Snowfalls can come in any month of the year.
One early thought was the need for more shelving. Then there was a concern about an ADA computer station and an ADA restroom -- even an ADA entry! Not a lot of people arrive in wheelchairs, but we are an aging population. Again, people wished for a meeting room or a place to be separated from hub-bub. A key consideration was relocating the service desk/office so that the librarian could constantly scan the whole space. There are laptops that can be taken to quiet corners. All the furniture is constantly moving. Crafts and food projects need collapsible tables. Daylight, heat, and cold are key considerations. What seemed at first to be practical, like a concrete floor that was mess-tolerant, later was realized to be impractical on Valier soil, which constantly moves, expanding and contracting so that it cracks all slabs enough for ants to find their way in. Bill’s many years of local experience with materials and work crews makes him a major resource, quite aside from design.

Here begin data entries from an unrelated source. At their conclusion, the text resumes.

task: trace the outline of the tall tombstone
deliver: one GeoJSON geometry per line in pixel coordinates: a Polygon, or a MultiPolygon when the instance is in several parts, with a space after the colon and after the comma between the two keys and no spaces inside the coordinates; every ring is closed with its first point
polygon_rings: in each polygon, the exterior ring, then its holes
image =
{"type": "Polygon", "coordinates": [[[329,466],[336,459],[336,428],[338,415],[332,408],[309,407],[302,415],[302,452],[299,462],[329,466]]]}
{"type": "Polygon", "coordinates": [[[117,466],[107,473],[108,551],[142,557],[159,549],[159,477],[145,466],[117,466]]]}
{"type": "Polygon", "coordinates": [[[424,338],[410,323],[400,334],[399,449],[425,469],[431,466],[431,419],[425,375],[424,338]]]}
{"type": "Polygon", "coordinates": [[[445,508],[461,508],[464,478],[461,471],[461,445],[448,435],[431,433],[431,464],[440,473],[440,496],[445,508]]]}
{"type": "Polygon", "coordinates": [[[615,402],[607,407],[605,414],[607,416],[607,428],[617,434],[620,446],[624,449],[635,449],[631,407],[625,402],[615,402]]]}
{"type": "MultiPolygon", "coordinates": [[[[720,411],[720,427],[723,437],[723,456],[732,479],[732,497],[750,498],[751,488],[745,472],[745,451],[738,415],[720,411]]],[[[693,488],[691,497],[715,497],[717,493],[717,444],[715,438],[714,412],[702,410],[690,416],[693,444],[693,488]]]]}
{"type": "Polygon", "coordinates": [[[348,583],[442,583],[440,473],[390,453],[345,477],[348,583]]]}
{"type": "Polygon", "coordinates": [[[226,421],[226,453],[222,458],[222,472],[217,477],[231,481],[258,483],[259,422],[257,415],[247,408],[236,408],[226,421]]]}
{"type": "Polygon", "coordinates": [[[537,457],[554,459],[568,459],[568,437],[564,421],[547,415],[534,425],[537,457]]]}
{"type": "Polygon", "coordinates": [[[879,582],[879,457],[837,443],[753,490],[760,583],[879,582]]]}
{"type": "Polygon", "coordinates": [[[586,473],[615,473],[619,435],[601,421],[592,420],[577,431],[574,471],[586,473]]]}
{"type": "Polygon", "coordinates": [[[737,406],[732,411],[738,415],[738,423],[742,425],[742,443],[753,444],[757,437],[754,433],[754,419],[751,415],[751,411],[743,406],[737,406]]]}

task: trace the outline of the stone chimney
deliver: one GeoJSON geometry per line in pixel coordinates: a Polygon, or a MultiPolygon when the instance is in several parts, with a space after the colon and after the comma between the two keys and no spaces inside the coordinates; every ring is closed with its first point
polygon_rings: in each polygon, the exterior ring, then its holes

Eave mobiles made from beads and forks.
The key aspect is still the library’s function as a hub. Cathy told me that the kids have become so attached to the place that twice now children have made their way to it as a place of safety. One was a child accidentally locked out who came for help, and another was a child who misunderstood the family agenda and got left behind. It was after hours but under the overhang of the front door he waited patiently on the bench until his folks spotted him from the highway. Everyone understands that a bank is a regional service. Not all of us grasp that a library is a kind of bank that stores a wealth of knowledge, ideas, inspiration, and relationships almost like family, including the famous characters in books.